If so, i wouldn't mind a pointer to the relevant part of the math.

publius
2010-Aug-03, 01:20 AM
I'm not sure exactly what you're driving at (my system apparently is showing some of the characters, as I just see little boxes after some of your 'F's there).

Here's a paper by Carlip which I always link to when these speed of gravity questions come up:

http://xxx.lanl.gov/abs/gr-qc/9909087

The math there is some pretty high powered tensor stuff for the GR part, but otherwise one can follow it. He starts out by demonstrating the EM velocity "extrapolation" and uses the very elegant 4-vector formulation which makes it look almost trivial. The then does the GR version of that, which is much more complicated. Anyway, the term for the acceleration extrapolation falls right out.

Note one important thing. With EM, we can specify a source charge undergoes any motion we like and plug that right in the EM equations. EM only cares about the charge and the energy of the fields themselves. Energy can enter or leave the system mechanically and the EM equations don't worry about it. That is, we don't have to worry about what's causing the charge to accelerate.

In GR we do. Energy and momentum must be conserved in the source term, the stress-energy tensor, and we must take into account what's causing the acceleration and use a valid stress-energy tensor. Simply specifying an accelerating mass is not valid alone. That is, if we have a rocket in free space, we've got to consider the exhaust energy and momentum as well as that of the rocket payload.

It turns out that there is a well known solution of that, the "photon rocket", where you have a mass which is converting part of itself to radiation "exhaust" and using that to accelerate. In this case the brunt of the gravity will follow the rocket, at least at first, as the exhaust mass, scattered to the winds, is negligible

Carlip groks through that and shows how the gravitational acceleration extrapolates for the acceleration as well as the velocity.

-Richard

publius
2010-Aug-03, 01:33 AM
Now, about the Equivalence Principle. It turns out the EP is what requires a relativistic theory of gravity to be a full rank-2 tensor "field" and not a mere vector field as EM. This refers to the potential. The EM potential is a 4-vector, whose derivatives give the EM field tensor. The equivalent of the potential in GR is the metric itself, which is a rank-2 tensor. Gravity has more "degrees of freedom" than can be expressed in a vector.

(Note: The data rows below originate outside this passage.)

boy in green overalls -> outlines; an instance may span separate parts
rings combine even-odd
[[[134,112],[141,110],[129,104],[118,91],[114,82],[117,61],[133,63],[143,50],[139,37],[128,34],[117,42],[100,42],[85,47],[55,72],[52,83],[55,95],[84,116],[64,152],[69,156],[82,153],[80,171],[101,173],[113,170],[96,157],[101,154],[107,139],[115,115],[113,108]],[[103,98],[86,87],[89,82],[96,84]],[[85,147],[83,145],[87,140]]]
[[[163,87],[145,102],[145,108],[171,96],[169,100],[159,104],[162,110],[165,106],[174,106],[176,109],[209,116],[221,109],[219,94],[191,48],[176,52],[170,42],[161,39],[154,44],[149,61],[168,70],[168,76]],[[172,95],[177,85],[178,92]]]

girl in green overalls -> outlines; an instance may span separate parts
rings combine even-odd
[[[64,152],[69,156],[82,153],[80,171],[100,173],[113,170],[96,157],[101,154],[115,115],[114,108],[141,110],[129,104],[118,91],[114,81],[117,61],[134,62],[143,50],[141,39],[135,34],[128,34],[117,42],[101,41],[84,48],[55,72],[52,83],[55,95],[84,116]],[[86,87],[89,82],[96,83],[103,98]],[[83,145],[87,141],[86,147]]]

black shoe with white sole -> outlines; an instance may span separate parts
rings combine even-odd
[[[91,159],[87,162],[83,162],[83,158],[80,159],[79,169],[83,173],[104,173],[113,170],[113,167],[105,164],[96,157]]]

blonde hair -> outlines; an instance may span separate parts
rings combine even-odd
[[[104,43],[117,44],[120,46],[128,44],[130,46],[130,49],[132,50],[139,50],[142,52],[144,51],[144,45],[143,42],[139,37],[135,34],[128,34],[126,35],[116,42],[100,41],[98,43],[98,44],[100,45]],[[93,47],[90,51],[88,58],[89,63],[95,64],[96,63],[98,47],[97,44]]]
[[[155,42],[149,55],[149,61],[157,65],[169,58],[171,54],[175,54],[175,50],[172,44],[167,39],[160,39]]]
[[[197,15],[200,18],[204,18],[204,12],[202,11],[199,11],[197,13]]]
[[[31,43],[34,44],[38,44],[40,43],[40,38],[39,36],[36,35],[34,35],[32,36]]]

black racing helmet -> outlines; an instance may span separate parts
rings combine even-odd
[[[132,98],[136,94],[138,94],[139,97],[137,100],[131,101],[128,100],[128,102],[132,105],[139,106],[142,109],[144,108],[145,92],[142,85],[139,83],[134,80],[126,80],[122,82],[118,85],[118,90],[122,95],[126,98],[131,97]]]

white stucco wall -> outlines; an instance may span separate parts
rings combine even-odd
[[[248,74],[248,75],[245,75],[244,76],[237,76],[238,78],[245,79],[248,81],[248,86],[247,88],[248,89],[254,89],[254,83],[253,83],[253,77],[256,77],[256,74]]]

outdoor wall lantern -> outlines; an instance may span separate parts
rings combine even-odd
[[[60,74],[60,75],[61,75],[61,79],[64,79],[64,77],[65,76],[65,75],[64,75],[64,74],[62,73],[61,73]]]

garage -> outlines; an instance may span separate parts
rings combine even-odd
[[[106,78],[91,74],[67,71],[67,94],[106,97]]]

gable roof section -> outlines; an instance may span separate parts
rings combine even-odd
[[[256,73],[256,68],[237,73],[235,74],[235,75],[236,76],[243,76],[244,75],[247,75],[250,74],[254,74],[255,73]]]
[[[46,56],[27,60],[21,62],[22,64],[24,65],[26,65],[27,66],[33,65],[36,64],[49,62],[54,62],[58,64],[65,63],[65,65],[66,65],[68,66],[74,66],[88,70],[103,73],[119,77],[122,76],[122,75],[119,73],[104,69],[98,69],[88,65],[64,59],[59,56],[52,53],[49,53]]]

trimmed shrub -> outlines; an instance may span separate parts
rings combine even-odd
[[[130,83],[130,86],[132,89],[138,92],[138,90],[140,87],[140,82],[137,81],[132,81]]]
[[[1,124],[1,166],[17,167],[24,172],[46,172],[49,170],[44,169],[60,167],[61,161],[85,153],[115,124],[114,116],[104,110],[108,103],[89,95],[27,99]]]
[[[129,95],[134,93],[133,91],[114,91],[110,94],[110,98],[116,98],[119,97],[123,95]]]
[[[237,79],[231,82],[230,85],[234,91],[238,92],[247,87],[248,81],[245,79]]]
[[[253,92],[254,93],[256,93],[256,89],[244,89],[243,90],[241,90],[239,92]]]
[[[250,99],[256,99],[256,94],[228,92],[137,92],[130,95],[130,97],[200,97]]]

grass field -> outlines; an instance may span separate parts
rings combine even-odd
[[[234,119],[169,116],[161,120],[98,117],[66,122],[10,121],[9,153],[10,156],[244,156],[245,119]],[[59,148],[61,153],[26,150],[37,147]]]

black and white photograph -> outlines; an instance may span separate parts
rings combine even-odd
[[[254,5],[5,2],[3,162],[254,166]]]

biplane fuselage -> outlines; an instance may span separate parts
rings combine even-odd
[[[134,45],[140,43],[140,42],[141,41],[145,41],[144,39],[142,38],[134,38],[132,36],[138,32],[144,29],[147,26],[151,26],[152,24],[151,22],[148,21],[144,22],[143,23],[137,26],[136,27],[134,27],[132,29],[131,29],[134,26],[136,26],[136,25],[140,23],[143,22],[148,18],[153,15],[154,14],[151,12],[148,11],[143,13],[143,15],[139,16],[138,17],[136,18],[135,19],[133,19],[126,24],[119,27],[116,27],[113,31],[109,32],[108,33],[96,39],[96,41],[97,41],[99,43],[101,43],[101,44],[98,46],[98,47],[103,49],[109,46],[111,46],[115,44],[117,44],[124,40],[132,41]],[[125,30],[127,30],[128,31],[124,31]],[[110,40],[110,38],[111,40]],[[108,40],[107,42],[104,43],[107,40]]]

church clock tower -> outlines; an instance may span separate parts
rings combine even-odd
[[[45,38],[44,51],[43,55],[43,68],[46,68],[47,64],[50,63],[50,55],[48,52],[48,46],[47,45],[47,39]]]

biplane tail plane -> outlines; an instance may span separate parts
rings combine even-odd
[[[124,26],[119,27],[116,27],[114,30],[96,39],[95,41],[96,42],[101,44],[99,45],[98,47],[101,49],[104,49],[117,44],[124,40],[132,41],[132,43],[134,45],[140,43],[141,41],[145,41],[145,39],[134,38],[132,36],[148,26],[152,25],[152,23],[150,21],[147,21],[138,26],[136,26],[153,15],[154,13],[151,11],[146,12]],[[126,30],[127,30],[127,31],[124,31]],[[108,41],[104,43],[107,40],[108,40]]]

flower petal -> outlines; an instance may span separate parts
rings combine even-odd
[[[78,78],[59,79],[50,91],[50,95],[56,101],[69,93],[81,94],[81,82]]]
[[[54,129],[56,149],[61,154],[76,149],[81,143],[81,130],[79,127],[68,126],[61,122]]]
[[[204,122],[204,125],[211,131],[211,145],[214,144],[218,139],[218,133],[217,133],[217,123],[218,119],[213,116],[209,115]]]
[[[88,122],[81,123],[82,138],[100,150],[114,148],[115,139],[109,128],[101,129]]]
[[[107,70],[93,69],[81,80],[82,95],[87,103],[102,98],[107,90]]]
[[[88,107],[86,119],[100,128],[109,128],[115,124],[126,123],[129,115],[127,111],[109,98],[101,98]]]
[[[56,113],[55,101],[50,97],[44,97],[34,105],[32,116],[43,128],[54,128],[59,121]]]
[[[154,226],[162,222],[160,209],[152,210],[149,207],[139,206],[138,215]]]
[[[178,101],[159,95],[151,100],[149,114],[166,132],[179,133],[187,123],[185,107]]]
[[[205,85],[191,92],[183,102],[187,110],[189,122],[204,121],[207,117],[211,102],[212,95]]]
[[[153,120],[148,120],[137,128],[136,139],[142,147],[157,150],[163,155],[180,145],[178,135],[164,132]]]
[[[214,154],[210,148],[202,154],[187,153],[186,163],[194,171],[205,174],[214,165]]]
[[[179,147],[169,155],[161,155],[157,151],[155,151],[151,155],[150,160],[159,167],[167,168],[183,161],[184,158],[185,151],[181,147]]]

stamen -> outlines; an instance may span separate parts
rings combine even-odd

Were it not for the EP, you could have a very EM like theory of gravity, where the gravitational mass played the same role as charge and was an invariant. But that would violate the EP, as the inertial mass wouldn't be the same as the gravitational mass.

Now, I'm not sure but I think this may be what requires gravitational radiation to be quadrapole as well. That is, the question is could you have fully relativistic theory of gravity respecting the EP where the first order of radiation was dipole. If not, then you can say the EP is what requires the acceleration extrapolation. I think this is true, but again I'm sure.

-Richard

caveman1917
2010-Aug-03, 02:02 AM
I'm not sure exactly what you're driving at (my system apparently is showing some of the characters, as I just see little boxes after some of your 'F's there).

I edited the post to remove the subscripts.

Basically what i was thinking about was that, starting with a correcting factor for v but not a (as in EM), we would 'miss' the real location of the source by some amount in the direction of acceleration of the rocket. And since we can equate acceleration of the rocket with a gravitational force on the rocket (by the EP) in the other direction, i was wondering wether this sum of gravitational forces (the v-compensated-PoR one and the acceleration-EP one) would then point to the 'right' location of the source. In such manner that this EP-added gravitational force due to acceleration would provide the acceleration compensation needed.

Since you gave the principle of relativity as the factor requiring compensation for v, i wondered wether the equivalence principle would provide somewhere along the same lines the compensation for a.

Thanks for the link, will check out the article in the morning.